Friday, October 31, 2008

Undergrads' Fundraising Is Reminiscent of Dickens

When Oliver Twist dared to ask for more porridge, the parish workhouse master swiftly reprimanded the lad for not being satisfied with the sustenance provided him.

Times have changed since Charles Dickens wrote of the plight of poor boys forced to work long hours at the parish workhouse for not much more than room, board and a taste of the three Rs.

Today, colleges and universities are the parish workhouses for our youth, though a lad or lass need not be poor to enter the campus barracks, for he or she will assuredly be on the debtor rolls when the experience ends -- if not as an outright debtor, then as an eternal taxpayer.

With the increasingly popular practice of using undergraduates to solicit funds, institutions of higher education have turned Dickens' masterpiece of institutional budgeting ridicule on its ear. The main sources of college operating funds -- grants, student loans, scholarships, charity and government revenue -- continue to fall short in the annual quest to balance college budgets that year to year outpace the general inflation rate.

Thus, more and more schools are employing students to staff the call centers or make road trips to stage dog-and-pony extravaganzas at alumni gatherings. The waif's message nonetheless is still the same: "More."

Oliver Twist's plea for more gruel is not a perfect analogy of today's youth asking for more institutional funding, but the comparison is lacking only in the sense that your alma mater's foundation board knows that a student's plea for charity from the community will receive a more sympathetic ear than will a cold call from a foundation staffer.

And the skeptic in me must ask whether the practice of having students call donors during the evening supper hours is more by sublime design than professional fundraisers might want to admit.

When it comes to donating money to colleges, I am an easy mark. I have never made a large donation (for the obvious reason), but I feel that my continuing support for academics and athletics is a necessary act of kindness if I expect the next generation to lead society onward and upward.

The college experience remains, I believe, the greatest test tube ever invented precisely because we cannot predict the results of the multitude of experiments known more familiarly as students.

Fundraising should be an ethical endeavor. In this regard, I strongly believe that the employment of undergraduates, whether they are paid a stipend or not, falls outside the ethical boundaries of fundraising. In my view, the practice of using student solicitors strains even the pleasant etiquette of panhandling.

It is quite one thing for alumni to promote their alma maters. After all, they have had years to reflect on the value of their college experience. To the contrary, undergraduates cannot know the value of the college experience because the experience is incomplete.

Did we not warn these students when they were children about the consequences of counting chicks before the eggs hatch? Are we somehow allowed to simply withdraw that sage advice in the interest of fundraising?

Our public school system is inadequate in preparing young people for today's job market. The associate or bachelor degree, then, is considered almost a necessity even though college degrees do not guarantee success in any endeavor.

Whereas in the past an apprentice would work for several years to gain journeyman credentials, modern society looks to college to prepare journeymen (and women).
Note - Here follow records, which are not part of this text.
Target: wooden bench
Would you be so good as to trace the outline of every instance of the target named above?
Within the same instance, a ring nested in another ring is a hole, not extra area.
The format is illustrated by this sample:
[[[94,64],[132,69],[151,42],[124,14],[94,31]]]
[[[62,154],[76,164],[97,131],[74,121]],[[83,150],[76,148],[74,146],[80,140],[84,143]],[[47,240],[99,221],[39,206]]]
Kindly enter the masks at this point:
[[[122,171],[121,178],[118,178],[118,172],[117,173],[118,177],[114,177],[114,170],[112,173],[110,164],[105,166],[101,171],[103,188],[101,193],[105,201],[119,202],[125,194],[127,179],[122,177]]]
And, of course, college is still viewed as finishing school for the upwardly mobile. But woe be to the college failure -- the dropout.

We can debate whether "dropout" is still the stab in the back that colleges coined it to be, but it is worth noting that the first footnote on Bill Gates' Wikipedia page refers not to his birth but to his status as a 1975 Harvard dropout.

Whether colleges deliver the goods or not, their parchments have become cultural indentures. Thus, I argue: It is unethical to employ indentured servants, in this case students, as beggars.

I will give credit to college and university foundations for employing only the brightest students to make cold calls. These kids are polished, polite and know how to close the deal. When it is my time to receive a student's cold call from foundation headquarters, I often throw the caller a curve or two just to see how he or she responds. Let me just say that they keep their eyes on the prize.

For this reason, and out of respect for their individual soliciting skills, I have come to call these students artful dodgers, and to them I offer this as a compliment with my right hand. And with my left, I offer said same to the Fagins who employ them so cheaply.